Project 2

Project summary

Existing models for multimorbidity tend to be crude and premised on incomplete data that often lack context. In Project 2, we aim to use complex data sets in populations and individuals to build models for predicting specific health outcomes related to diseases and multimorbidities that are common in populations. We will make use of data from two African HDSS communities in which prevalent diseases tend to show specific clustering patterns i.e. Bushbuckridge in the Mpumalanga province in South Africa (rural/semi-urban) and Nairobi in Kenya (urban). They have rich longitudinal data and many nested research studies with additional data specific to individual projects on subsets of residents, including genomic studies.

Aim 1

Aim 1 will provide detailed scoping of the data described and characterised in Project 1. These data will be available for the models and will include individual level data in the following broad domains: demography, clinic visits, health, medication, verbal autopsy, behaviour, infections, laboratory tests, image data and genetic data. For many variables that change over time we have access to longitudinal data (e.g., weight, laboratory assays on blood and urine, disease states, infection and medication). Importantly, we have genome-wide genotyping (~4500 participants) and whole genome sequencing (~100 participants) data from studies in these two regions to assess the contribution of genetic variation to multimorbidities. We will focus on the following common traits and diseases: Hypertension, obesity, dyslipidemia, diabetes, kidney diseases, HIV infection and tuberculosis.

Aim 2

Aim 2 is specifically related to developing prediction models and we will have two approaches. The first will be calibration of existing risk predictive algorithms using local data with a limited number of variables (age, sex, obesity, smoking, alcohol consumption, high blood pressure and blood glucose, medication use, HIV and tuberculosis status). The second will be employing black-box machine learning models that allow for more complex interactions between features. Some of the outcomes of the models will be population stratification by addressing the following questions: What sub-populations appear more susceptible to developing a disease (or a second or third)? How does treatment (or lack thereof) vary between sub-populations? How are the diseases and treatments linked to mortality?

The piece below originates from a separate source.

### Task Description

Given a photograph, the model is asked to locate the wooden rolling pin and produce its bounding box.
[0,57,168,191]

A more general objective will be developed in Aim 3 where we will assess the explainability of the models trained in Aim 2. Critically, we are proposing a new research direction in explainability that detects model interactions for a group of records. Current methods allow for explanations of single records or all (aggregate) records. The main outcomes of Project 2 will be (1) automated stratification to identify key high- risk clusters for targeted public health interventions and (2) models to estimate risk for developing multimorbidities in populations and individuals (including genetic predisposition) to guide clinical decisions and to inform public health interventions.